Глава 22. Жалость и ненависть
У него нет выбора ‒ это Лана точно знала. Прибежит, не когда решит сам, а когда она потребует. И пусть даже не мечтает, что выкрутится, как обычно. Лана не даст ему шансов. Ни единого. Она не отступится, пока не воплотит свой план в жизнь, а в пунктах этого плана: отомстить, отплатить, заставить страдать. Точно так же, как она страдала сама.
Возможно, она и мечтала забыть, хотя бы мелкие подробности, но не получалось. Вспоминалось минута за минутой, как всё произошло. В тот день. Точнее, вечер.
Очередной официальный приём с кучей приглашённых гостей: хорошо знакомых, слегка знакомых и совсем не знакомых. Лана не очень-то хотела на него идти, но стоили папе заикнуться, что ей там быть не обязательно, а в идеале и вообще лучше не быть ‒ нет ничего полезного для юной девушки в этих помпезно-фальшивых мероприятиях ‒ как она решительно заявила, что отправится туда обязательно.
Отец не обрадовался, ещё и добавил под финал разговора:
‒ Только, пожалуйста, давай без твоих вечных выкрутасов.
Словно бензина в костёр плеснул.
Хотя, реально, приём оказался жутко скучным и пафосным, даже придумать не удалось, что бы сотворить. Кругом сплошные индюки и курицы, раздувают зоб об осознания собственной значимости, растопыривают перья. И желания всколыхнуть этот птичник ‒ на нуле. Никакого интереса. Ну, разлетятся в разные стороны, ну, закудахчут. И папочка с ними, громче всех: «Лана, я же тебя просил!» Но и остаться паинькой, значит, признать своё поражение. Тогда ‒ что? Ну разве только напиться.

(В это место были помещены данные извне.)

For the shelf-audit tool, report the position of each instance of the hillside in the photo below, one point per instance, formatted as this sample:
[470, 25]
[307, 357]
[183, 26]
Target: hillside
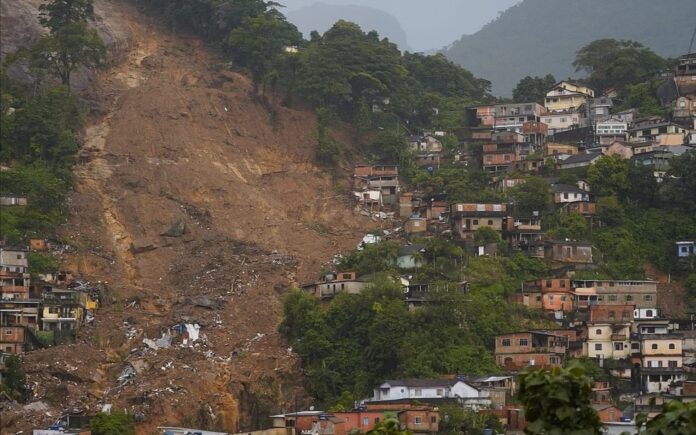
[321, 16]
[174, 139]
[538, 37]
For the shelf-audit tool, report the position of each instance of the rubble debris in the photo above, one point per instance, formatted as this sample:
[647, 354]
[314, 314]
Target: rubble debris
[178, 229]
[368, 239]
[127, 375]
[205, 302]
[39, 406]
[140, 246]
[192, 333]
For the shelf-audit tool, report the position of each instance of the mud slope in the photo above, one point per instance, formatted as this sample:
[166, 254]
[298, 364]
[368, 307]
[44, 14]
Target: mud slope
[183, 140]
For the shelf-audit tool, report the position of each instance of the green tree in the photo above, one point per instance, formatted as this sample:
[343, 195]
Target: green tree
[533, 195]
[116, 423]
[680, 183]
[676, 418]
[389, 426]
[609, 176]
[533, 89]
[259, 42]
[455, 420]
[610, 211]
[642, 96]
[14, 379]
[557, 402]
[70, 43]
[610, 62]
[57, 14]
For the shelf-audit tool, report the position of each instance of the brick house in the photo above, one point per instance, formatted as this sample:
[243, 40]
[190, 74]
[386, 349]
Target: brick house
[467, 218]
[518, 350]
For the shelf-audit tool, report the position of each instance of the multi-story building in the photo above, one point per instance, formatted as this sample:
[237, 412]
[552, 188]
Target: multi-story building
[567, 96]
[608, 340]
[384, 178]
[512, 117]
[563, 120]
[661, 361]
[641, 294]
[518, 350]
[14, 260]
[500, 157]
[609, 130]
[549, 294]
[467, 218]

Лана так и сделала, перебрала ‒ даже не чего-то крепкого ‒ шампанского. Снимала с подносов у шмыгающих мимо официантов бокал за бокалом. Последний раз взяла сразу два, чтобы не ловить следующего, и потом пила демонстративно, то из одного, то из другого, выбирая моменты, когда папа на неё смотрел. Хотя шампанское и правда было потрясающим на вкус, и теперь оно шипело в желудке и норовило вытолкнуть наружу лишние пузырьки воздуха, а ещё играло в закипавшей крови.
Сначала отец наблюдал за ней с равнодушным видом, но всё-таки не выдержал, подошёл, высказал, приказал немедленно отправляться домой, чтобы не позорить его. Лана нашлась, что ответить, но потом решила, что поизводила его достаточно, дальше уже не интересно. Да и позорить в действительности не слишком хотелось, ни его, ни себя, а она прекрасно чувствовала, что сознание плывёт, и что на ногах она нетвёрдо держится. Вот и поплелась послушно к выходу, старательно держа спину прямой, а подбородок гордо и независимо задранным.
По дороге её сильно качнуло, и, чтобы удержаться в вертикальном положении, Лана вцепилась в первое, оказавшееся под рукой: в проходившего мимо человека. Случайно так произошло, или нарочно судьба предоставила ей шанс точно узнать виновного, но этим проходившим оказался парень. Тот самый, со странным прозвищем Анку, которое открылось гораздо позже. Да ещё такой, на которого она никак не смогла бы ни обратить внимание.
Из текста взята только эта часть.